Também não tem que ver com
aqueles que assumidamente querem partir em busca de uma vida melhor, de maior
riqueza ou perseguindo um sonho que tem um nome e um destino certo.
Esta ideia, esta ida em fuga
para um lugar distante, obedece ao pressuposto de que há um sítio algures em
que é possível estar melhor ou até bem. Como se a distância ou a geografia
encerrassem uma qualquer magia curandeira.
Os lugares de refúgio
idealizados, contra todas as expectativas, não são praias turísticas nas
Caraíbas, cidades futuristas, estâncias requintadas ou grandes metrópoles de
encontro de culturas.
Os lugares de fuga, de
reparação de dores íntimas ou de recuperação de sentidos de vida costumam ser
sítios longínquos, não tanto pela geografia, mas sobretudo pela distância
cultural, pelo arcaísmo estrutural ou pelo estado de desgraça geral.

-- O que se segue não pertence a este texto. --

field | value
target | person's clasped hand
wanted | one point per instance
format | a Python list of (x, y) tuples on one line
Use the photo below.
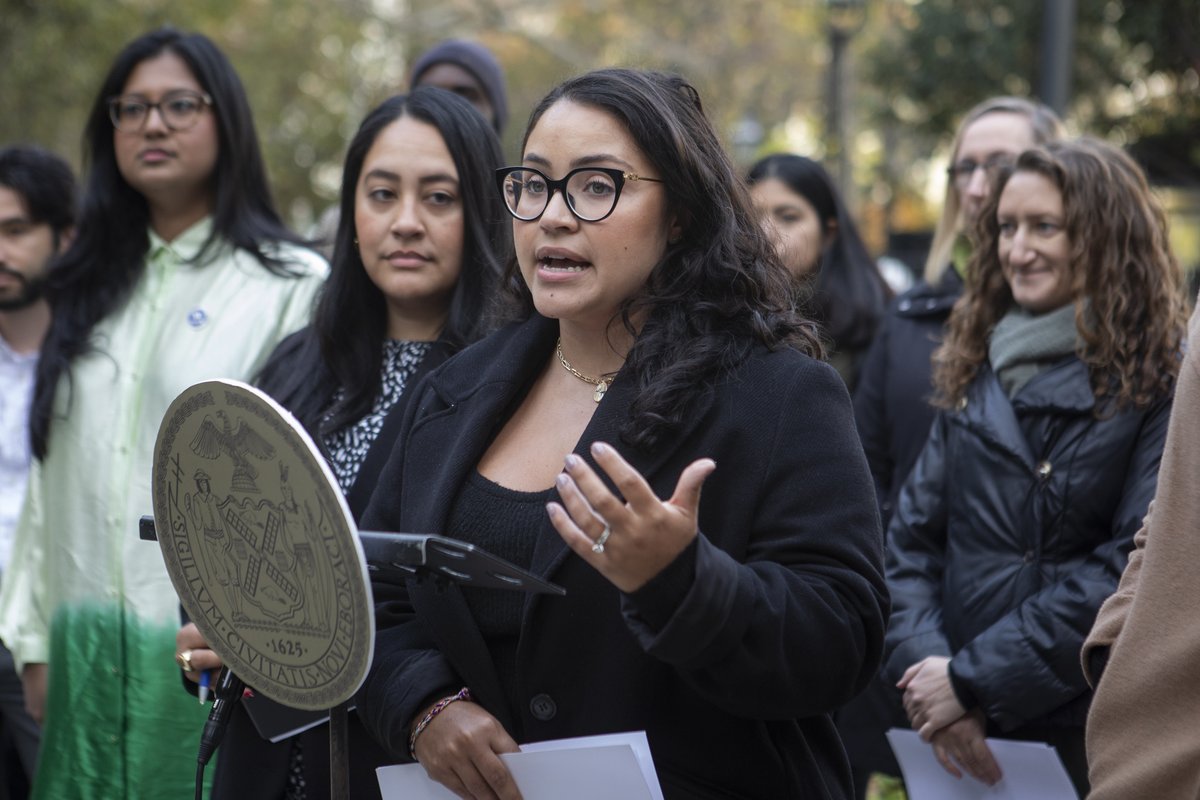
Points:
[(964, 744), (929, 698), (460, 749), (628, 541), (192, 653)]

Fugir para longe, procurar
uma outra forma de estar é, paradoxalmente, quase sempre feito no sentido da
busca de mundos pouco desenvolvidos e quase sem recursos.
Como se terras sofridas e
gentes de baixa condição de vida permitissem valorizar o que se tem, o que se
é, e passa despercebido ou é ignorado entre iguais.
Enquanto os que querem partir
para um sítio determinado em busca de riqueza ou esplendor partem mesmo, os
outros sonham acordados, imaginam incansavelmente e quedam-se no mesmo lugar,
ameaçando a fuga, invocando o cansaço, inventando razões para ficar,
descobrindo legitimidades claras para justificar partir.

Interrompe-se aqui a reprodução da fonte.